Has the Suicide Strategy Process been side-lined?
Has the Suicide Strategy Process been
side-lined?
Warning:
This article is about suicide and may be distressing to some
readers.
There has been much negative coverage of the proposed NZ Suicide Prevention Strategy since Mike King left the suicide advisory group a few months ago saying that it was “a master class in butt covering”.
We have recently heard that the government has removed a target of a 12 deaths per year reduction in the suicide rate from the draft strategy because of worries about its own accountability.
Equally worryingly Health Minister Jonathan Coleman has said that the Cabinet had already received a paper about how new spending will be made. Submitters would feel justified in thinking that their time and goodwill has been wasted as this paper effectively pre-empts the analysis of the submission process which closed only recently. Minister Coleman said that the government’s proposed actions would include new innovative approaches. “We do need to do things differently” he said. “So it's the social investment approach, it's across departments, it's a focus on resilience, early intervention and promoting wellness.”
There is a problem here. These ideas are highly unlikely to be the same as those proposed by the public and experts. If the strategy is indeed reframed into so-called social investment then approaches using predictive modelling to identify those at risk are on the cards. While no-one would object to interdepartmental co-ordination, the use of personal data shared between government departments to target services to individuals has only just been consulted on; many participants were worried about unlimited data sharing and guidelines for use are awaited.
Coleman’s other proposals - building “resilience” and “promoting wellness” describe approaches that give people information to support them to change their attitude towards their situation. But mental health awareness strategies as a means to improving mental health are in their infancy, results are mixed and the international literature proposes multiple inter-related and coordinated approaches are needed. While awareness raising has been shown to have an impact in schools, people in distress generally can’t “pull themselves up by their own bootstraps” using a low cost phone app or a resilience workshop.

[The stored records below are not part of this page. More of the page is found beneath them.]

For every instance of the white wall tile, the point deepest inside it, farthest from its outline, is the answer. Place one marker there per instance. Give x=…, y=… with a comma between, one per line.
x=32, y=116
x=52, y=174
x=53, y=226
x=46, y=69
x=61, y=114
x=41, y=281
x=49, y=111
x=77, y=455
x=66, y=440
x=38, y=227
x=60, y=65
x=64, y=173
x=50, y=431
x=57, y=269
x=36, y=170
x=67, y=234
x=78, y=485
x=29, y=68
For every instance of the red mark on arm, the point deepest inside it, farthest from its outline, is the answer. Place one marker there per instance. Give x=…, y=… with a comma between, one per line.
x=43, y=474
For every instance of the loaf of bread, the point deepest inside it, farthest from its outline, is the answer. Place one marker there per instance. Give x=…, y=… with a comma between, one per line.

The draft strategy is problematic in any case. It has no budget, few absolute commitments and, as mentioned above, no over-riding goal of reduction. There are lengthy lists of “motherhood and apple pie” activities the strategy “could include”. The over-riding sense is a touching belief that a little bit of innovative coaching here, a bit of information about the aetiology of depression there, would prevent someone in distress from attempting to take their own life. Low cost “Social Investment” approaches, such as mentoring and coaching, could simply trivialise the despair of people who are at risk especially when there are no corresponding commitments to building up core services.

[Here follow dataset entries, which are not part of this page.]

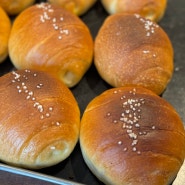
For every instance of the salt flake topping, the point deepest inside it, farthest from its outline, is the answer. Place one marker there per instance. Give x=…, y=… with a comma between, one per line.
x=148, y=25
x=130, y=118
x=47, y=16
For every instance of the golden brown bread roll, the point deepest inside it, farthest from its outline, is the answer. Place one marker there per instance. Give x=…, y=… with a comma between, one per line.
x=77, y=7
x=5, y=27
x=150, y=9
x=130, y=135
x=14, y=7
x=130, y=49
x=39, y=119
x=50, y=38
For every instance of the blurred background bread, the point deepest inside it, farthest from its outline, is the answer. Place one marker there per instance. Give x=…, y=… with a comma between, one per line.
x=39, y=121
x=130, y=49
x=14, y=7
x=150, y=9
x=5, y=27
x=130, y=135
x=50, y=38
x=78, y=7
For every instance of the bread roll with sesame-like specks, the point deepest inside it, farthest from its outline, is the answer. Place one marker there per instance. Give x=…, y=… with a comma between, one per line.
x=39, y=119
x=132, y=50
x=78, y=7
x=150, y=9
x=5, y=28
x=131, y=136
x=14, y=7
x=49, y=38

But here is where the real problem lies. Coleman’s comments and the draft strategy differ markedly from the first round of feedback in 2016. Innovative approaches were not lauded at the expense of core services. Nor is so-called “social investment”. Nor did anyone advocate handing the problem to a new Social Investment Agency. Approaches that place responsibility on the already vulnerable and their families for developing resilience or receiving instruction to promote their own wellness were mentioned but were not favoured by submitters and especially not at the expense of access to other traditional services being made to work well.
The participants in the 2016 consultation, which included members of the public, researchers and medical people advocated for improvements to, and funding of, basic, universally available, publicly funded health services. They wanted those services to be accessible, responsive and effective. They wanted increased funding for mental health services to widen access and reduce waiting times. They wanted integration of suicide prevention to be solidly within the public services such as the health, social welfare and education services that support people more generally. They wanted services to be joined up, affordable and they didn’t want people to be let down or only able to address a problem after a crisis has occurred. They wanted equal access to care in rural and urban areas and for services to be available for longer hours. Finally they didn’t want people to avoid seeing their GP because it is too expensive. Where innovative new services are mentioned they are at the margins – phone apps, for example, are regarded as useful but mainly because they could provide information about access to services.

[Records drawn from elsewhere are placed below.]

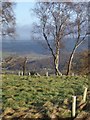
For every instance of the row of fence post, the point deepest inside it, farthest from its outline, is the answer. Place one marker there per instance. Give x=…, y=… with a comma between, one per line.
x=21, y=73
x=74, y=102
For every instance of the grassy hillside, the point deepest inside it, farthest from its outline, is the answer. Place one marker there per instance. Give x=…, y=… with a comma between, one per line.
x=25, y=96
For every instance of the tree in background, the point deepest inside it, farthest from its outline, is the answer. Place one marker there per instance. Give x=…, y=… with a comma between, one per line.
x=7, y=19
x=52, y=24
x=80, y=29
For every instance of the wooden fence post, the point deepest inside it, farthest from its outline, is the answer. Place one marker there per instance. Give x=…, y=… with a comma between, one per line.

Given Coleman’s comments we can have little confidence that when the final strategy is completed it will meet these needs. If, as seems likely, the cabinet paper has pre-empted the analysis of submissions the resulting “social investment” strategy will not repair failing mental health services. This may not matter to the government who have avoided committing to a goal but it will matter to the professionals who know what services are needed, to researchers who understand the international evidence about successful intervention, to people who are desperately seeking help and to those who have been bereaved by suicide.